Nur durch die zwanzigjährige Erfahrung, die das Büro hat, und indem wir an anderen Restaurierungen gearbeitet haben, wovon keine ähnlich war. Wegen all der Überraschungen und unerwarteten Situationen, die auf dem Weg auftauchen, bedeutet ein Projekt wie dieses und dessen Bau einen permanenten Lerntest.

Welche prominenten Bauherren beeinflussen Ihre Arbeit im Allgemeinen und auch im Speziellen in Bezug auf das Comillas-Haus?

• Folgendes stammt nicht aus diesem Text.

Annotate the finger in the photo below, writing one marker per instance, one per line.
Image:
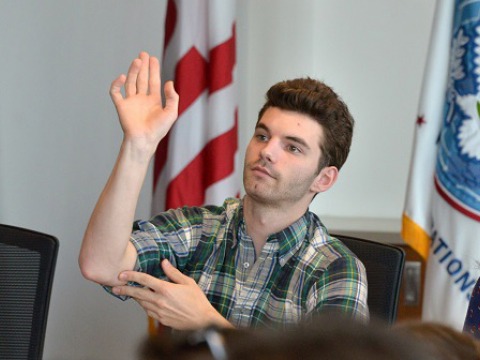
(171, 98)
(154, 77)
(138, 293)
(142, 279)
(174, 274)
(131, 82)
(116, 89)
(142, 78)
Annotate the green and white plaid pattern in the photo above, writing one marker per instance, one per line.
(300, 271)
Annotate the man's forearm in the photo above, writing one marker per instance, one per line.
(106, 249)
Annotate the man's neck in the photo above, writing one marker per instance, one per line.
(263, 220)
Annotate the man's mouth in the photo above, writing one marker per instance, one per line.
(263, 170)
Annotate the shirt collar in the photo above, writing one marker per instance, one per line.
(289, 239)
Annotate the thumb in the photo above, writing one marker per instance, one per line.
(173, 273)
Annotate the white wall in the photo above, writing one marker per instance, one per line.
(59, 135)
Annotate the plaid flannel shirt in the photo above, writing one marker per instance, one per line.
(301, 270)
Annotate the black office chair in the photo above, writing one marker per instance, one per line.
(27, 266)
(384, 264)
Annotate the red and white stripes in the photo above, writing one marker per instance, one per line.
(196, 163)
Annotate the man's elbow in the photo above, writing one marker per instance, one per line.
(92, 272)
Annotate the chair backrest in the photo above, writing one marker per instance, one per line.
(27, 265)
(384, 264)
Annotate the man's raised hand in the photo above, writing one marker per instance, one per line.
(143, 117)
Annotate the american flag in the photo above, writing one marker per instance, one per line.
(195, 163)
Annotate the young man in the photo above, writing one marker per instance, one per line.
(264, 260)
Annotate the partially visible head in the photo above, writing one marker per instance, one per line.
(318, 101)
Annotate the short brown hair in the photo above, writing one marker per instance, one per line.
(317, 100)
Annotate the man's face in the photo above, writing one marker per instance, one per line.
(281, 160)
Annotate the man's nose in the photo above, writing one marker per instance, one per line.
(270, 151)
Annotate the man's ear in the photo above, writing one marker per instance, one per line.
(325, 179)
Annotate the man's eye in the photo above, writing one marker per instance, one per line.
(293, 149)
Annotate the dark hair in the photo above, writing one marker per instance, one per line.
(317, 100)
(328, 337)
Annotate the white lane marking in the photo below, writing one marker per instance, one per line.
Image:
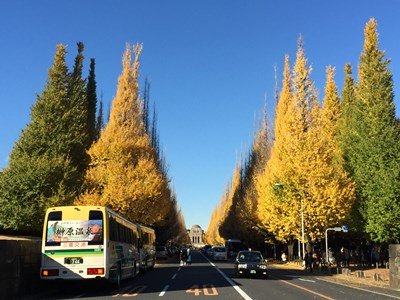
(124, 290)
(361, 289)
(164, 290)
(135, 291)
(233, 284)
(308, 280)
(302, 288)
(80, 296)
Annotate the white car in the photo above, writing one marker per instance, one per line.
(161, 252)
(219, 253)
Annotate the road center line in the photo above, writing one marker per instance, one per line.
(164, 290)
(230, 281)
(308, 280)
(302, 288)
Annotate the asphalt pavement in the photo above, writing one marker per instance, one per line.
(204, 279)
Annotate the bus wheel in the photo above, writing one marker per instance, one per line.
(144, 267)
(116, 283)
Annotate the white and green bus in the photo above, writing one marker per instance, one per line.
(91, 242)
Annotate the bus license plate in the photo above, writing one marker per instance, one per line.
(73, 260)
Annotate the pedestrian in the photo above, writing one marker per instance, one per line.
(283, 256)
(308, 257)
(188, 256)
(181, 257)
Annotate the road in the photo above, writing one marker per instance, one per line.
(204, 279)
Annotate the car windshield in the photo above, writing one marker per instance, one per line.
(250, 256)
(219, 249)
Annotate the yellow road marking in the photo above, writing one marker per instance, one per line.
(303, 288)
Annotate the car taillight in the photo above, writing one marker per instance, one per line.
(95, 271)
(50, 272)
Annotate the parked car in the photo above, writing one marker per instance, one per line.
(161, 252)
(205, 248)
(251, 263)
(209, 252)
(219, 253)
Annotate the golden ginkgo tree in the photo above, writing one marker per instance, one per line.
(123, 173)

Viele Architekten, vergangene und gegenwärtige, beeinflussen unsere Arbeit, einige von ihnen sind enge Freunde, einschliesslich derer, die mit mir unterrichten oder mit denen ich in der Vergangenheit zusammengearbeitet habe. Ein grösserer Einfluss hat wahrscheinlich das Lesen der subtilen Atmosphäre an besonderen Orten, von Farben bis zu den Grössenverhältnissen, von Texturen bis zu Resonanzen, der Präsenz von Natur, Menschen, Licht und so weiter. In Comillas haben wir versucht, eine raffinierte Interpretation dieser Nuancen vorzunehmen, um das Haus zu einem bestimmten Ton gehören zu lassen, während es sich gleichzeitig als Neuankömmling im städtischen Gewebe präsentiert.

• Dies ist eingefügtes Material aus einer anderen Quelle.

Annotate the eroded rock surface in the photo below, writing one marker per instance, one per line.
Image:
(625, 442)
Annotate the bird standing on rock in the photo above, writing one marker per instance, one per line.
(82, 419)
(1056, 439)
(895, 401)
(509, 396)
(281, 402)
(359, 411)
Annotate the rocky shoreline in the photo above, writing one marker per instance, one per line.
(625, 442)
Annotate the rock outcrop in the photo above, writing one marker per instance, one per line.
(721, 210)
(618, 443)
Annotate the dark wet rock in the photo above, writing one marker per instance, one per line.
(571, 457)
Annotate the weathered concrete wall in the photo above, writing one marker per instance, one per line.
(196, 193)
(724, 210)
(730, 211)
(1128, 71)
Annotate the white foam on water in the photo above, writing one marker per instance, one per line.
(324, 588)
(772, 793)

Im Gebäude ist ein Bezug auf Antoni Gaudí versteckt. Bitte klären Sie uns über dessen Lage und Bedeutung auf.
An der Südfassade befinden sich zwei Fliesen, die vom Palast El Capricho von Antoni Gaudí übrig geblieben sind. Man könnte das als ornamentale Anekdote betrachten, wären sie nicht restauriert und genau an der Stelle platziert worden, an der sie 1884 vom Baumeister von El Capricho, der auch der erste Besitzer des Hauses war, angebracht worden waren. ●

Jacobo García-Germán
Der Architekt Jacobo García-Germán ist seit 2005 Dozent am ETSAM in Madrid. 2003 gründete er das Planungsbüro Garciagerman Arquitectos. Er war zudem Mitglied des wissenschaftlichen Komitees für den spanischen Pavillon auf der Architekturbiennale in Venedig 2016. Foto: Imagen Subliminal
Pastellfarben
Pastellfarben werden mit Böden sowie klassischen Möbeln aus Holz und in warmen Tönen kombiniert.
Die neue Nordfassade
Die neue Nordfassade ist als Interpretation der alten Fassade gedacht, scheinbar ohne Ornamente.
Innenräumen
In den Innenräumen trifft traditionelles und modernes Design aufeinander.
Räume
Die nach Norden ausgerichteten Räume erlauben den Blick auf das Meer.
Die Kamine
Die Kamine sind eine Interpretation der Schornsteine des Palastes El Capricho.